Cybersecurity Threats Over Christmas

Jordan Kadlec

Contrary to popular belief, Black Friday is not the busiest shopping day of the year. In fact, it is the third busiest, ranking behind Super Saturday and the day after Christmas. Super Saturday is the Saturday before Christmas and this year, it is Christmas Eve. The majority of people shopping on Christmas Eve or Super Saturday are probably guys who are getting last-minute gifts for their significant others. The day after Christmas is reserved for women looking to cash in on some of the biggest deals of the year (I can say this because my fiancée hasn’t bought a single thing for our wedding since everything will be at least 50% off on Dec. 26th).  

All joking aside, with the significant increase in the volume of shopping, cybercriminals are hoping to see a major payday through several attack vectors. Below, we describe cybersecurity threats to look out for to ensure you aren’t giving cybercriminals their Christmas presents this year.

Ded Crypto – The Christmas Ransomware

In late November, we released an article on Ded Crypto Ransomware, which has been dubbed as the Christmas ransomware due to its ransom note which includes an evil-looking Santa. Ded Crypto is a ransomware variant that targets both Russian and English-speaking victims. Once installed, the user’s desktop will show the ransom note below. The ransom for Ded Crypto is two bitcoins which equates to roughly $1,500; quite the payday for cybercriminals.

wpd_santa_ransomware.jpg

Cerber Ransomware

The group behind the Cerber Ransomware has launched a spamming campaign targeted at holiday shoppers. Using fake credit card reports, the cybercriminals trick users into opening a Word file that will download and install the deadly Cerber Ransomware. Below is an email used in the spam campaign, which pretends to be pending payments for MasterCard credit cards.
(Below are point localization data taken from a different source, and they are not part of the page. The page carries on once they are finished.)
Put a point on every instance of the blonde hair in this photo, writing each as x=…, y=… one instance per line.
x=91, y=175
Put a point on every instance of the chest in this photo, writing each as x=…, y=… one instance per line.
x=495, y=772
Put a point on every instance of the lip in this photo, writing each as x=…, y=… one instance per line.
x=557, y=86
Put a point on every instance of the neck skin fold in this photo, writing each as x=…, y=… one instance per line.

Cerber-annotated_email.png 

The email’s clever design plays on everyone’s fear of getting billed for something they didn’t purchase. Using a sense of urgency by saying the user’s card will be billed right away, the email tricks victims into opening a password-protected Word document that contains instructions on how to cancel the charge. The usage of a password-protected file really takes this ransomware campaign to another level. First, most banks now send customers password-protected files, which makes the emails look even more legitimate. Second, email scanning systems and anti-malware products can’t open the email’s attachment to scan it for malware.

Upon opening the Word document, users will see instructions made to look like a Microsoft tech support page, instructing the user to Enable Editing, which allows the macros embedded in the file to execute. Once users allow the macro script to execute; the macro runs a PowerShell script that downloads and installs the Cerber Ransomware, which immediately encrypts the victim’s files. 

Point of Sale Threats During the Shopping Season 

Point of Sale (PoS) malware is designed to steal customer data from payment cards and has rapidly evolved since its inception. While PoS malware is hard to detect during normal shopping days, it’s particularly difficult to detect when the volume of sales increases exponentially during the holiday season. The most common methods of distributing PoS malware is through inside jobs, phishing, social engineering, and vulnerability exploitation. Key PoS threats are described below:

  • PoS RAM Scraper – This PoS threat is exactly what it sounds like. PoS RAM scrapers steal payment data such as credit card track one and track two data from the RAM of PoS systems. The payment card industry has a set of data security standards known as PCI-DSS. These standards require end-to-end encryption of sensitive payment data when it is transmitted, received, or stored. This payment data is encrypted in the PoS’s RAM for processing, and the RAM is where the scraper Using regular expression searches, they harvest the clear-text payment data and send that information to the cybercriminal’s servers.
  • PoS Skimmers – This technique involves placing a device called a ‘skimmer’ into a retailer’s card payment system to steal data. PoS skimmers mainly get into distribution through insider threats. Retailers unknowingly buy compromised PoS systems that are pre-installed with skimmers, which results in customer data theft each time a transaction is made. Updated skimmers are equipped with text notifications that send the data to cybercriminals each time a transaction is made on the compromised PoS system.

Unfortunately for customers, there’s essentially nothing you can do to protect yourself from becoming a victim of PoS malware. It’s up to the companies using PoS systems to protect their systems from being infiltrated by cybercriminals.

As for the ransomware, there are several steps you can take to protect your network from these attacks. However, there is only one way to stop ransomware that doesn’t require constant administration of updating things like whitelists or software restriction policies and doesn’t rely on signatures like antivirus. The solution is CryptoStopper. Cryptostopper was developed by WatchPoint, and it uses deception technology in the form of watcher files placed in your important network shares. CryptoStopper continuously monitors the watcher files for the encryption process to start and will identify the ransomware attack in seconds. CryptoStopper will immediately isolate the infected workstation from the network and shut down the workstation immediately. Lastly, it will send you an email notification letting you know a ransomware attack has been discovered and contained.